April 28, 2014
A Brief Aside on the Rules of Courtship in a Japanese University
As Donald Rumsfeld was wont to say, it's a long, hard slog to get a Japanese chick into a love hotel.
As I noted last time, I'm abdicating my blog-composing duties for an indefinite
period while continuing to slug it out at the Day Job and simultaneously
wrapping up my latest memoir about my years on the faculty of NU in Yokohama,
where every day was like judging a new episode of Japan's Next Top Model.
I wrote a draft of some 120,000 words for a book that should only be half
that length at most. Thus, following the example of Oglala Sioux nation,
who never wasted any part of the buffalo carcass, I'm fobbing off snippets
and anecdotes that didn't make the final cut of the upcoming book on you
here, as blog posts.
To set the stage for today's episode: In my early forties, I painstakingly
deluded myself into thinking that I was an accomplished musician, much
as I currently consider myself a successful memoirist and blogger despite
copious testimonials to the contrary. Throughout those years, I released
albums of my original music, which my students were compelled to buy, and
occasionally even attempted live concerts, for which the best modifier
was always "ill-fated."
I invited Nobuhiko, a marvelous vocalist and all-round musical genius, to my apartment early in 1997 along with his sidekick Michitaka to confirm that he would back me in a live concert I had agreed to do as part of a welcome party for freshmen that April. I had thought he would leap at the chance, but not so.
“It depends,” he said.
“Depends on what?”
“On what happens on Chichijima.”
It developed that he had volunteered to help a botany professor conduct a survey of plant life on a small, quasi-tropical Japanese island. This would take place just after final exams finished in January. Not coincidentally, one Reiko was also scheduled to take part in the survey. Nobuhiko laid out for us his elaborate scheme to lie low for her in the jungle of this remote paradise and then interrupt her fern collecting by springing into her path and spewing his Formal Declaration of Love all over her.

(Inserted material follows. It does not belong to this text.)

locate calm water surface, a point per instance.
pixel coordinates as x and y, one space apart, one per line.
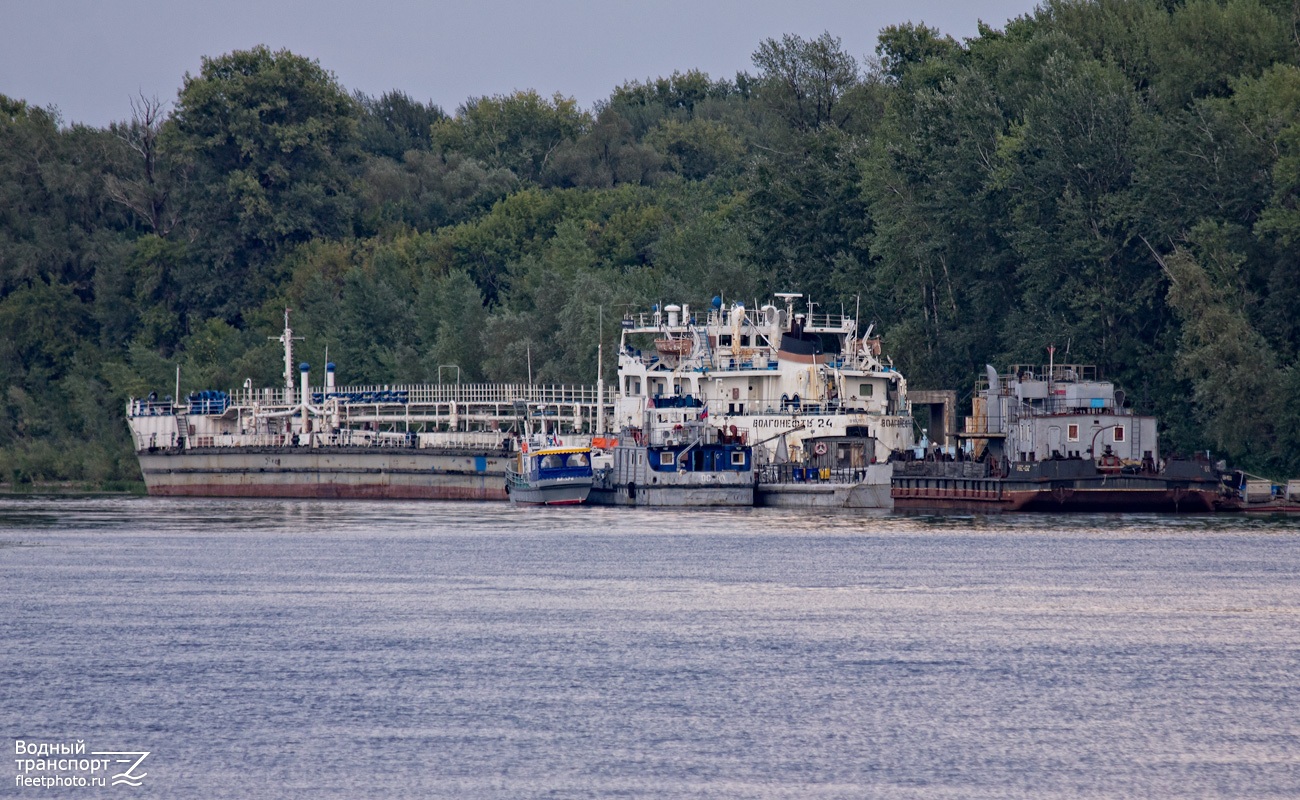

“So I’m sure you understand that I can’t make any decision about the concert until coming back from Chichijima.”
“No,” I confessed. “I can’t.”
Nobuhiko designated Michitaka to explain on his behalf. The topic was simply too delicate for him to address directly.
“If she accepts his Formal Declaration of Love, he is going to be very busy,” the sidekick began.
“And if she rejects it?”
“Perhaps he will be too emotionally damaged to take part in your concert.”
“Okay, wait a minute. Let me get this straight,” I said. “You’re in love with Reiko now?”
“Yes.” (This from the man himself.)
It wasn’t a rhetorical question on my part. Despite my catholic tastes in NU women, I had never felt the slightest twitching in my loins when Reiko slouched into a room—though, to be fair, her reaction to my entrances were probably of equal tepidity. While she was everything a language teacher could want in a student, her defining characteristic was studiousness itself. She looked as if she thought about sex about as often as she thought about the middle relief prospects in the Philadelphia Phillies’ farm system.
“All right,” I went on, “so your plan is to do nothing for weeks on end and then spring this Formal Declaration of Love on her in the jungle.”
“You know, when I was your age, my needs dictated a little bit more immediate action.” When I am this age, too, I thought but did not say. The lads had no reaction.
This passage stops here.